Data breaches are not just a consumer issue anymore. Following California’s earlier lead, at least 22 states and one municipality, New York City, have enacted laws requiring businesses to inform individuals of security breaches involving personal data particularly useful in ID theft and financial fraud. Data breaches can happen to a business regardless of their size. Therefore, businesses need to be aware of what they can do to protect themselves and their employees.
While the laws dealing with data breach vary from state to state, there are a few common factors regarding these laws. They do not apply to all aspects of personal data, but only to those involving a very restricted set of data (i.e., Social Security numbers, driver’s license numbers, bank or credit card numbers, etc.). The laws typically do not apply at all if the covered data elements were encrypted. They apply equally to improper and unauthorized exposures in or outside of the business.There are several steps you can take to ensure data protection, outside of the general data security measures. These include:
- Not collecting or storing data elements specified in breach notification laws. For example, don’t collect driver’s license numbers from California or other residents if you don’t have to.

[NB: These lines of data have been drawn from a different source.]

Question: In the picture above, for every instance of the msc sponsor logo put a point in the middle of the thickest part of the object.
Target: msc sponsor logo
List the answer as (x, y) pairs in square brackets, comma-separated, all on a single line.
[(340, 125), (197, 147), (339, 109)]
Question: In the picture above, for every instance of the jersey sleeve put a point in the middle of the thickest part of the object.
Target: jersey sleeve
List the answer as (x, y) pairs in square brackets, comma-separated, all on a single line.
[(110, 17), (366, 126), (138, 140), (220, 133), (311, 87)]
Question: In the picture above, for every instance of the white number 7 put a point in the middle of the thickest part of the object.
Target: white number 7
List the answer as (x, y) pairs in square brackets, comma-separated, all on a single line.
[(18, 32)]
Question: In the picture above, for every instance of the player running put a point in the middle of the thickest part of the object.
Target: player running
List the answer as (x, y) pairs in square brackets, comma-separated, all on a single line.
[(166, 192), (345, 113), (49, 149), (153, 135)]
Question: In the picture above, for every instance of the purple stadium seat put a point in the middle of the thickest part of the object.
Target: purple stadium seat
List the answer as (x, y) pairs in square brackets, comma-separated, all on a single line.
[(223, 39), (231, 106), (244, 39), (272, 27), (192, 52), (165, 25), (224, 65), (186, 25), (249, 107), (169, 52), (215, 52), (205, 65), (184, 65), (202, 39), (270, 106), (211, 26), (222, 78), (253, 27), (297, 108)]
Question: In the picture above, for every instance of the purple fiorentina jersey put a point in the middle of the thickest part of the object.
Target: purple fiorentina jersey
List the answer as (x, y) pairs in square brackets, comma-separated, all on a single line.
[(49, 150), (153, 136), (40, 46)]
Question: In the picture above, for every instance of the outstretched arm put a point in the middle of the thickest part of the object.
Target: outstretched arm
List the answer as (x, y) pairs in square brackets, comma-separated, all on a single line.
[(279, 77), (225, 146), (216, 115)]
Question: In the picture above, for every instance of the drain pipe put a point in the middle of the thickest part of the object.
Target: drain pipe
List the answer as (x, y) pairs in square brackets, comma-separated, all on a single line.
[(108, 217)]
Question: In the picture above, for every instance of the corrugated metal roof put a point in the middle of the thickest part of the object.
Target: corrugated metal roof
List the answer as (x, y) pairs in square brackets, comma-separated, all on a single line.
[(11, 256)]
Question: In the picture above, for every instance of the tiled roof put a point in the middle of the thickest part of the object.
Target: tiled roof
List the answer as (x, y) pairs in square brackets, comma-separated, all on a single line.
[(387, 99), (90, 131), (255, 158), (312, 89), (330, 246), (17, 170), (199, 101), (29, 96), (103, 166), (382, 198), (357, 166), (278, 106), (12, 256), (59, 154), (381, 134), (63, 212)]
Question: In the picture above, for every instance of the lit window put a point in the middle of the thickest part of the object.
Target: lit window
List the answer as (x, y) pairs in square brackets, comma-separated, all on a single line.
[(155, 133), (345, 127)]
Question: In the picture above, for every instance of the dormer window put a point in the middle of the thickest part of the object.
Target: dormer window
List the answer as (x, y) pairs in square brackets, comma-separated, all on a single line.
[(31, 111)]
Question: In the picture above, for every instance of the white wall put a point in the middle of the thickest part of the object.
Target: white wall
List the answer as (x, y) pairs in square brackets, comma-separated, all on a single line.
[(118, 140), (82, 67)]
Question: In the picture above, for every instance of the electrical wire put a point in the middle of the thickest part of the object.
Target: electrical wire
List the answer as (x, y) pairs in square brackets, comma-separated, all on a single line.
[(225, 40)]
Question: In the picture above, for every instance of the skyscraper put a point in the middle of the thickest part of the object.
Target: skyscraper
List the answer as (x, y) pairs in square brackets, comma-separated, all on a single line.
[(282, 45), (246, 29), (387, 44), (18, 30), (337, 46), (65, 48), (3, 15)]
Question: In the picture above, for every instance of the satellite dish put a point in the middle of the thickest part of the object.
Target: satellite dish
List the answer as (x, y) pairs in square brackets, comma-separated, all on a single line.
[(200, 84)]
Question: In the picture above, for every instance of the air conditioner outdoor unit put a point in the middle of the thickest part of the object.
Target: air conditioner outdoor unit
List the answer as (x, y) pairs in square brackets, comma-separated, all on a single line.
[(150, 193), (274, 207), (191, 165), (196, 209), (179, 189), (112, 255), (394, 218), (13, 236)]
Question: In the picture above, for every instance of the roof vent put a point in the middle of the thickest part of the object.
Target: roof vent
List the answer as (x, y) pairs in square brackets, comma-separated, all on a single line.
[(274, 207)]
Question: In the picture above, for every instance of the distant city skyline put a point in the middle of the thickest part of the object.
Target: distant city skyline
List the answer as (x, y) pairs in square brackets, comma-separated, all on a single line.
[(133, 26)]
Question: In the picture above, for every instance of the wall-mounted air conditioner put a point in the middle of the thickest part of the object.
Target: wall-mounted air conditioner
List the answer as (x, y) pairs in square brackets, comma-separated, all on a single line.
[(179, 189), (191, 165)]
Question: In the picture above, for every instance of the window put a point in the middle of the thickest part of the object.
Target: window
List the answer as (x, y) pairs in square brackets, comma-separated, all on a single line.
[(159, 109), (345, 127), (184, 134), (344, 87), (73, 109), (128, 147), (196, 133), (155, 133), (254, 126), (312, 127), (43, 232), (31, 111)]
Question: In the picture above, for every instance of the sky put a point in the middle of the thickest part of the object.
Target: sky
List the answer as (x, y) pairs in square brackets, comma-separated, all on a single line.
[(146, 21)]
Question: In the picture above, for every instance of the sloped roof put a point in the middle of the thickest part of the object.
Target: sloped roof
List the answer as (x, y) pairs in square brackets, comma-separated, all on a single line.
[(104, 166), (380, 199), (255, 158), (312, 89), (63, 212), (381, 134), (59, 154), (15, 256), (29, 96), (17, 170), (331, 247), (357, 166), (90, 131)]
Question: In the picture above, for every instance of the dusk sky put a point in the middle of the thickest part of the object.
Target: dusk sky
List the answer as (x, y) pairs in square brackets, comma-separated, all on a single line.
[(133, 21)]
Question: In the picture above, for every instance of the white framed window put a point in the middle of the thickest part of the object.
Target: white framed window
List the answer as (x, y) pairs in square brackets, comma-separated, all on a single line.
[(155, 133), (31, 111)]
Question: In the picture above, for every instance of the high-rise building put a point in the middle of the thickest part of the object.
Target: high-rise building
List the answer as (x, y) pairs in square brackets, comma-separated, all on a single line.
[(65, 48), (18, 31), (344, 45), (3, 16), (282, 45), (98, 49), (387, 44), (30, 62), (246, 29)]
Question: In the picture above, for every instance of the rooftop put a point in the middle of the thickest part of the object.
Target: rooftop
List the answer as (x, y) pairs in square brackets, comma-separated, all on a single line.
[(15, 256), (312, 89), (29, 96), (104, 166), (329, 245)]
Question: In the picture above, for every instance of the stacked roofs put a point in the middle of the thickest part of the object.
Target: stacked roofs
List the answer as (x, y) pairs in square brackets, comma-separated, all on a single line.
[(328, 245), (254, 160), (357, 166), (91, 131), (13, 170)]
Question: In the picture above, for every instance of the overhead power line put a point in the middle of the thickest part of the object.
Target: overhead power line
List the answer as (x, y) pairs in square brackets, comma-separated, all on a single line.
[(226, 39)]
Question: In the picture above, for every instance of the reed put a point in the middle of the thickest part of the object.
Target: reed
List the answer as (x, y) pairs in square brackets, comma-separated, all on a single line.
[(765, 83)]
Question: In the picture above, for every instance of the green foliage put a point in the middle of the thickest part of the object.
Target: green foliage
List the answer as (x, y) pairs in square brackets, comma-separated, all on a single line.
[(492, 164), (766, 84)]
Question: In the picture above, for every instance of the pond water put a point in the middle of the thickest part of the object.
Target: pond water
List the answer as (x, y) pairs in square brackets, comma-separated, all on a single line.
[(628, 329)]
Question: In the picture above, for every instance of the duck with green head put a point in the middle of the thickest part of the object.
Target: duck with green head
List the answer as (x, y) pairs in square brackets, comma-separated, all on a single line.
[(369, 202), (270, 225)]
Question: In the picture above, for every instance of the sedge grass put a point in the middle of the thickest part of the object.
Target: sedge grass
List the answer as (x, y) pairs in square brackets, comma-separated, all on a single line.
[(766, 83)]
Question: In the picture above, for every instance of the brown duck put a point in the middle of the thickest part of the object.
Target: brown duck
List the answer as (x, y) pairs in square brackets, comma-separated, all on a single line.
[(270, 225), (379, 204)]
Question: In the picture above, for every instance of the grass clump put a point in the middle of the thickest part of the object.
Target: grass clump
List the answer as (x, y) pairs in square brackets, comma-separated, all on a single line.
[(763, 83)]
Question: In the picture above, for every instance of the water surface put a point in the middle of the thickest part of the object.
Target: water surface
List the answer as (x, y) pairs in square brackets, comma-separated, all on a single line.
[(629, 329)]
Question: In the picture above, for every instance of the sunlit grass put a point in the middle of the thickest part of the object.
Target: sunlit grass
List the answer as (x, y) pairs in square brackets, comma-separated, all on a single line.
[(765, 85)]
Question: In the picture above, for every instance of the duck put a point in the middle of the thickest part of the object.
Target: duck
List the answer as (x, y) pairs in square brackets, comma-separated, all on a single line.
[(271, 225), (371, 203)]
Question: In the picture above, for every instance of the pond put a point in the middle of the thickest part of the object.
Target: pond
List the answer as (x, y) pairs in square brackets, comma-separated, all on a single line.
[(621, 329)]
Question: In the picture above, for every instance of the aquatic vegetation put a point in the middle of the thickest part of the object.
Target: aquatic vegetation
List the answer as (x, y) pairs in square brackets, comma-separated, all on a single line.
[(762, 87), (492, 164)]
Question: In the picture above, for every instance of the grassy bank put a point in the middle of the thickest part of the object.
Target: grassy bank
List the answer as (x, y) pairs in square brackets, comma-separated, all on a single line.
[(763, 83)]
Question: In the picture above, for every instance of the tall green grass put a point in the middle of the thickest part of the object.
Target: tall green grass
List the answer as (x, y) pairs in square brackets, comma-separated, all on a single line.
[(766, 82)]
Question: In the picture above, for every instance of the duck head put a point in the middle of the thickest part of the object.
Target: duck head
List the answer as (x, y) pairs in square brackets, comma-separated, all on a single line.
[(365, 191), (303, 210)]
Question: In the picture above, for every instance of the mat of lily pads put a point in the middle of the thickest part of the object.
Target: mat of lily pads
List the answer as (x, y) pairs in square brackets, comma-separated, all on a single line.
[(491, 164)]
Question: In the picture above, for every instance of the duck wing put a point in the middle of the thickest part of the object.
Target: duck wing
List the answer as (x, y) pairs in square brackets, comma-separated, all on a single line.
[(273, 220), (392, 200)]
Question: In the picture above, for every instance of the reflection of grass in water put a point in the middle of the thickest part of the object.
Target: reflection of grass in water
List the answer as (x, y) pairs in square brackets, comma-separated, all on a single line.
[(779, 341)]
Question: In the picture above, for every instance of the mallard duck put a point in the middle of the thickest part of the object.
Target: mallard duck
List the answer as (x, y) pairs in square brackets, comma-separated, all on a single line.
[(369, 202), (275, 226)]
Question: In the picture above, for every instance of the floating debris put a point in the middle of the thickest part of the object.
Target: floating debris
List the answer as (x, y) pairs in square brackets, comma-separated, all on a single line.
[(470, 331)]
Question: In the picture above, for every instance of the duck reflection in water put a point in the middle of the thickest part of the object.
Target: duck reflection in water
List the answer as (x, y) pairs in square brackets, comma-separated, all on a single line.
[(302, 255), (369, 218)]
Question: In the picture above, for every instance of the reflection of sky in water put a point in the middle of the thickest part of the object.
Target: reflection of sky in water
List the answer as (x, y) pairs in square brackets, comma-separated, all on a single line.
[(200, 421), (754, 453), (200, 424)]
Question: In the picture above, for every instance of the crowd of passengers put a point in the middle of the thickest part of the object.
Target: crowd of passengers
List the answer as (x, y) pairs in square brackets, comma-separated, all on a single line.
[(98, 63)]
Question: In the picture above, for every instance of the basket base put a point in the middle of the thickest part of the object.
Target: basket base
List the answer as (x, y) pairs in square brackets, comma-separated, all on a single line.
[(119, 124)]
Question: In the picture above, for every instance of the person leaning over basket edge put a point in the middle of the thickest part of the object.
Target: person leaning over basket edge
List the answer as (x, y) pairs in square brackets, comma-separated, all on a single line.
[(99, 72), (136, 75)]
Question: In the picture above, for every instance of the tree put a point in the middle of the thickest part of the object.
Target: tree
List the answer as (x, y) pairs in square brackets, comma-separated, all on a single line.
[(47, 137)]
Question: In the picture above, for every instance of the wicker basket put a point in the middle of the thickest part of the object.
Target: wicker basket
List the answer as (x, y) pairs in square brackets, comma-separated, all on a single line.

- If it is necessary to collect and store covered data elements, strictly limit access to the data to those with an unquestionable need to know. When storing and transmiting the data, place it in an encrypted format.
- Avoid using covered data fields as employee identifiers such as Social Security numbers for ID badges.
- Review your current policies, training and confidentiality agreements. Do they address the particular risks and legal obligations involved in handling data elements covered by breach notification laws?